荒川で 11 月最後の 2 回の練習は秋ヶ瀬道路橋から船着場上流送電線までほぼレースと同じ距離を SR28
ノンストップ漕を行った。特に最後の練習では Yarra と同日開催の Head of the Ara パルテエイトク
ルーに並べてもらい非常に刺激になった。松根さんによるとそれまでとは違う強気なオールが引けてク
ルーとして自信になったことが本番で大きかった、恥ずかしながらその練習でクルーの特性をつかめた
部分があり、したがって 5 か月間のヘッドレース練習メニュー構成にはやや反省点があったとのことで
ある。たしかにレートは低くていいから秋ヶ瀬道路橋-戸田橋上流送電線一発の練習をもっと早くから
やるべきであったという感はある。ただしこの練習は運が悪いと笹目橋下流の終盤部分でウェイクボー
ドのモーターボートと遭遇して大波をくらってヨレヨレになることがある(経験的に遭遇確率 5 割)。

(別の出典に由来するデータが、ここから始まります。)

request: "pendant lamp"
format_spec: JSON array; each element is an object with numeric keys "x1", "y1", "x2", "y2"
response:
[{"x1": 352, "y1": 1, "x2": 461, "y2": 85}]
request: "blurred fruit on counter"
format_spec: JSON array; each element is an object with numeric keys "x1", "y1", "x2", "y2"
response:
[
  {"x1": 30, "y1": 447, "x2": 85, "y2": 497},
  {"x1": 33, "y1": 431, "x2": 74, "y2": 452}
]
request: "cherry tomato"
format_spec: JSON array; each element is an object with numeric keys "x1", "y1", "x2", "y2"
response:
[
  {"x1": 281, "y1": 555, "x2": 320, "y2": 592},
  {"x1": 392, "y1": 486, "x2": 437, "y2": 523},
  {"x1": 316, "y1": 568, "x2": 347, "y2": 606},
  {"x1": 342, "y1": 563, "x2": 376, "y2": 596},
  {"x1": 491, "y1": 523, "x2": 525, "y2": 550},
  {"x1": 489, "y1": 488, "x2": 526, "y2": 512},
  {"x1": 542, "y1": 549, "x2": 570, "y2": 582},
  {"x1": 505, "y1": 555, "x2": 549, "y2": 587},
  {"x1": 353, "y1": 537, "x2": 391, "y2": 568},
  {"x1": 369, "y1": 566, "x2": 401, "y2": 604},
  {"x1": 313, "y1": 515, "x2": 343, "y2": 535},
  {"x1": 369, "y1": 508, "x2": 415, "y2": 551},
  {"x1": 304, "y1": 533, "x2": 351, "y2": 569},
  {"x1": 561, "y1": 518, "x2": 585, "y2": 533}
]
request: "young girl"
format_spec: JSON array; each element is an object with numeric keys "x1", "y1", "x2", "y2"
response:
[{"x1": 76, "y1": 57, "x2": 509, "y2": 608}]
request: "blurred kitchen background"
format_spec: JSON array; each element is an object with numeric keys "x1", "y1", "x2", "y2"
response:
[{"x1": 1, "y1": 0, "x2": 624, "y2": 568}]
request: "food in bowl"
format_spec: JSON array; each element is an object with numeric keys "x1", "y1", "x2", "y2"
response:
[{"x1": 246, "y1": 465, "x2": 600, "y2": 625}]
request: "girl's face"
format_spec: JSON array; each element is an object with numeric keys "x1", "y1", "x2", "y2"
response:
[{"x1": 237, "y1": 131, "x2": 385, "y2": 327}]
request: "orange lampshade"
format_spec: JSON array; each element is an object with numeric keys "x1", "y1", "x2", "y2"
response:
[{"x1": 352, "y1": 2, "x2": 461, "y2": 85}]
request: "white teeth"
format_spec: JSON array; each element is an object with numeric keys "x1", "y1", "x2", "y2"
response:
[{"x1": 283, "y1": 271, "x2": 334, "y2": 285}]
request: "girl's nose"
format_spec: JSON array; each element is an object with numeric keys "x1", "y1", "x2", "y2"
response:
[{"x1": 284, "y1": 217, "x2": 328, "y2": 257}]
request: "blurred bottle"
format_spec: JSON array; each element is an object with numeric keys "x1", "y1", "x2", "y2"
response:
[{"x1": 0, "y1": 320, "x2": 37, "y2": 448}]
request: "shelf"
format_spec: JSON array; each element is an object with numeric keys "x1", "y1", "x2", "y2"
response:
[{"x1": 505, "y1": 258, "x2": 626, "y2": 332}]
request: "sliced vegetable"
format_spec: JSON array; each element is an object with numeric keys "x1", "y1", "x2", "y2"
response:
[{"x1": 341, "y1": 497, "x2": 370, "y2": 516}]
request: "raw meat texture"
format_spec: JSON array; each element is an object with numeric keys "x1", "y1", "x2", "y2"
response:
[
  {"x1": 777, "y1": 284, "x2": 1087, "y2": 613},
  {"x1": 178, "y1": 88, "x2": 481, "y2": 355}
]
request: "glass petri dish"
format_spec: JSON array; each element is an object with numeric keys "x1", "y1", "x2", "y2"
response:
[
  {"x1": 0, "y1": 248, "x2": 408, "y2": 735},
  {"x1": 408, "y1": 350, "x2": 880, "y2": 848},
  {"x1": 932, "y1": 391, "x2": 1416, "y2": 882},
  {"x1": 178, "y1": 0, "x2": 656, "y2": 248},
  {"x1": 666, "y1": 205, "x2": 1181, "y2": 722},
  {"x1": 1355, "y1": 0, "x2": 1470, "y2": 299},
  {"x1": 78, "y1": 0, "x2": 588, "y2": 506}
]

幸いなことに上記の秋ヶ瀬一発漕はともにこれに出会わず漕ぎきることができた。
おわりに
以上、ボートのことを中心にまとめた。ボート以外のことで旅行での見分、考えたこととかいろいろある
のだが、それを書き出すと切りがないのでそれは宴席等での話題としたい。MCG についてはネイサンにい
ろいろ教えてもらって感謝します。MGC についてとか、オーストラリアにおけるクリケットもしくはオー
ジーフットボールの位置づけとか、なぜメルボルンでこんなにスポーツ施設が多いかについては彼の方
でいっぱい話したいことがあるようなので、それは彼に譲ることとしたい。